A third hurdle was the question of differing attitudes between individual clergy and parishioners, on the one hand, and the Church’s official teachings on the other. In particular, many Catholics shocked me in embracing gay “marriage,” participating in non-Christian religious service (such as Buddhist or Muslim prayer). How could a Church that claimed to be the only vehicle of salvation be so indifferentist in its approach to other religions? Again, it took some time for me to sort this out. Thankfully, some faithful Catholic laymen provided clarification, using a solid Thomistic approach about the role of supernatural grace and other theological points. I now understand that it is one thing to respect people of other religions and appreciate some aspects of other faiths, but quite another to adopt their doctrines and practices as our own. Other religions do not include a full understanding of supernatural grace and other Magisterial teaching that Catholics have. I’m still sorting some parts of this out, but I have a much better understanding than I did earlier.

My journey has taken some detours, even pauses, to work through difficulties such as these. But with God’s grace and the good mentoring He has sent my way, I have made good progress. Coming to terms with things from my past has not been an overnight process. They require both diligence and patience, as Scripture itself points out: “Do your best to present yourself to God as one approved” (2 Timothy 2:15).

At times, my continuing investigations have led me to ask: “Why am I doing this?” That still happens on occasion. But I am striving to a divine purpose, and I find myself ever more dependent on God’s guidance.

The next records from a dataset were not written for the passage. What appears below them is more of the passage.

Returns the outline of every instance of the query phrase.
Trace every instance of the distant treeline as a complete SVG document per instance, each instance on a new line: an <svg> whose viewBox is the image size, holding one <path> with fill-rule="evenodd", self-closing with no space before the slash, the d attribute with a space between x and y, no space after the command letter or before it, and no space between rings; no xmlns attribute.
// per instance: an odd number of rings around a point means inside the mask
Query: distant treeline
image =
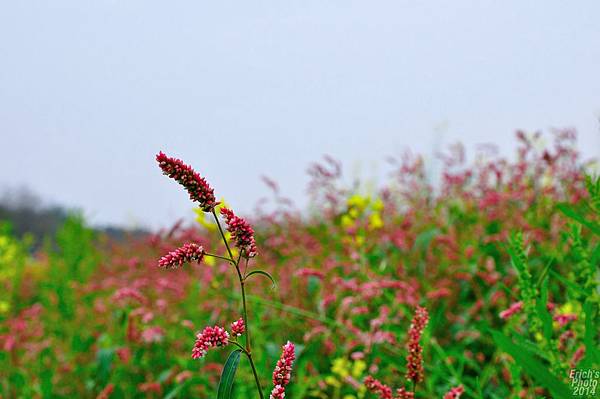
<svg viewBox="0 0 600 399"><path fill-rule="evenodd" d="M44 205L40 197L27 188L6 190L0 195L0 223L8 223L18 237L30 236L34 248L39 248L44 239L54 237L69 215L74 213L79 211L60 205ZM94 227L94 230L116 240L149 234L144 229L118 226Z"/></svg>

So where am I today in my journey of faith? Barbara, my wife of 27 years, and I now live in Hagerstown, Maryland, which is about two hours east of where I was born. I completed a master’s degree in catechetics and evangelization at Franciscan University in 2018. I’m a catechist to sixth graders at St. Joseph parish in Hagerstown, as well as serving as extraordinary minister of Holy Communion and a second degree Knight of Columbus. I am officially a member of the Personal Ordinariate of the Chair of St. Peter, which serves former Anglicans, and also work with the Priestly Society of St. Peter (FSSP), which provides the Extraordinary Form (the Church’s officially approved Tridentine Latin Mass) of the liturgy to those who prefer it. I want to place myself at the service of the Church as a livelihood and vocation, and eventually, my goal is to teach at the university level. Currently, I am pursuing a graduate certification in Appalachian studies from Shepherd University, and upon completion of that, I anticipate continuing my doctoral studies at Catholic University of America. The Appalachian studies aspect of this is to allow me to exemplify how an Appalachian native can embrace the Catholic Faith.

David Thrower

David Thrower grew up in eastern West Virginia. He attended college at Southeastern University in Lakeland, Florida, where he earned his BA in 1996, and at Franciscan University of Steubenville, in Ohio, earning an MA in catechetics in 2018. Raised in a the Holiness/Pentecostal tradition, David entered the Catholic Church at the Easter Vigil in 2000 at the Cathedral of St. Jude in St. Petersburg, Florida. He and his wife, Barbara, currently live in Hagerstown, Maryland, where he is a member of St. Joseph parish. He is an extraordinary minister of Holy Communion and is catechist for sixth graders. His plan is to pursue doctoral studies at Catholic University of America, and is at present seeking a certificate in Appalachian studies at Shepherd University. David is also a member of the Personal Ordinariate of the Chair of St. Peter for former Anglicans, the Confraternity of the Priestly Society of St. Peter for lovers of the ancient Latin Mass, and the Knights of Columbus. He is a paralegal by profession. His hobbies are genealogy and collecting vintage big band and jazz recordings.